Les naufragés de Radio France

Le blog de Michel Crépu | Publié le : 09/04/2015

Le paquebot Radio France s'enfonce à l'horizon, bientôt il aura disparu. Personne ne saurait dire, d'une manière claire, les raisons fondamentales d'une grève qui dure depuis 22 jours. Déjà, notre cœur se serrait à la vue du triste état de la moquette directoriale. Mathieu Gallet, le PDG en exercice, a précisé qu'il s'en irait sans emporter le bureau de palissandre. Précision importante, témoignant de sa générosité, mais qui n'a pas permis de dénouer la crise. Tout juste comprend-on que les travaux de rénovation de la Maison ont coûté plus de 500 millions d'euros au lieu des 150 prévus.

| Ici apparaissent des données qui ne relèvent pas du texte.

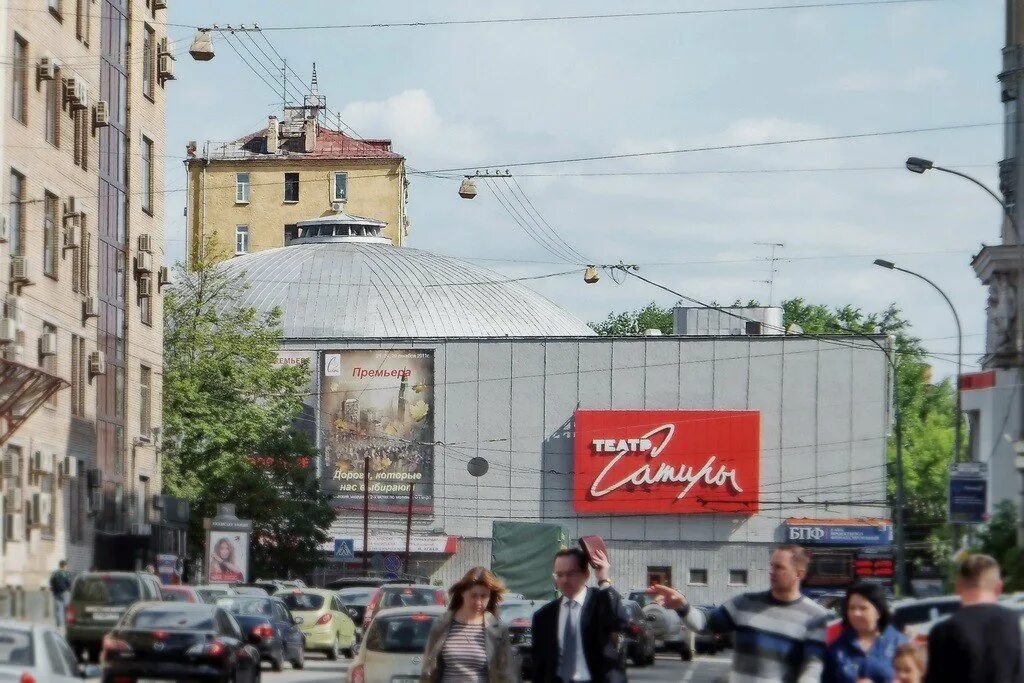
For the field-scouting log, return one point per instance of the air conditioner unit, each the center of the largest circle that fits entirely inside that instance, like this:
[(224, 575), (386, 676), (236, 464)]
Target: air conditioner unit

Une semaine de grève coûte à elle seule 1 million d'euros. M. Gallet, quant à lui, parle d'une suppression de 300 postes. Cela fait partie d'un plan qui flotte dans la stratosphère, au nez et à la barbe des auditeurs, condamnés à une interminable bande son quotidienne avec on ne sait quoi de désinvolte.

Pour un peu, on demanderait à embarquer plutôt à bord du radeau de la Méduse. Au moins, il y a de l'ambiance. Les fameux naufragés témoignent d'un véritable désespoir au lieu que les mutins de Radio France (maximum 10% de grévistes, dixit Télérama) s'enfoncent chaque jour dans le néant avec cette mine faussement joyeuse qu'arborent si souvent les suicidés du jusque-boutisme. On se doute bien que les mutations techniques en cours ne vont pas dans le sens du petit métier artisanal d'autrefois, quand une émission de radio pouvait devenir un objet d'art. Mais ceci justifie-t-il cela ? On resterait donc ainsi, à mourir lentement, sans réagir ? Tout est comme frappé de nullité dans cette catastrophe. Mme Pellerin, première ministre de la Culture à ne pas savoir lire, tient la main à un jeune PDG qui affichait encore naguère une silhouette impérieuse de chevalier d'industrie. On allait voir ce qu'on allait voir. Aujourd'hui, on l'enverrait plutôt à la finale de la Nouvelle Star. C'est d'ailleurs ce qui lui pend au nez, comme une promotion. L'époque veut désormais que ses enfants gâtés en postes prestigieux puissent se tirer sans dommage des situations les plus délicates.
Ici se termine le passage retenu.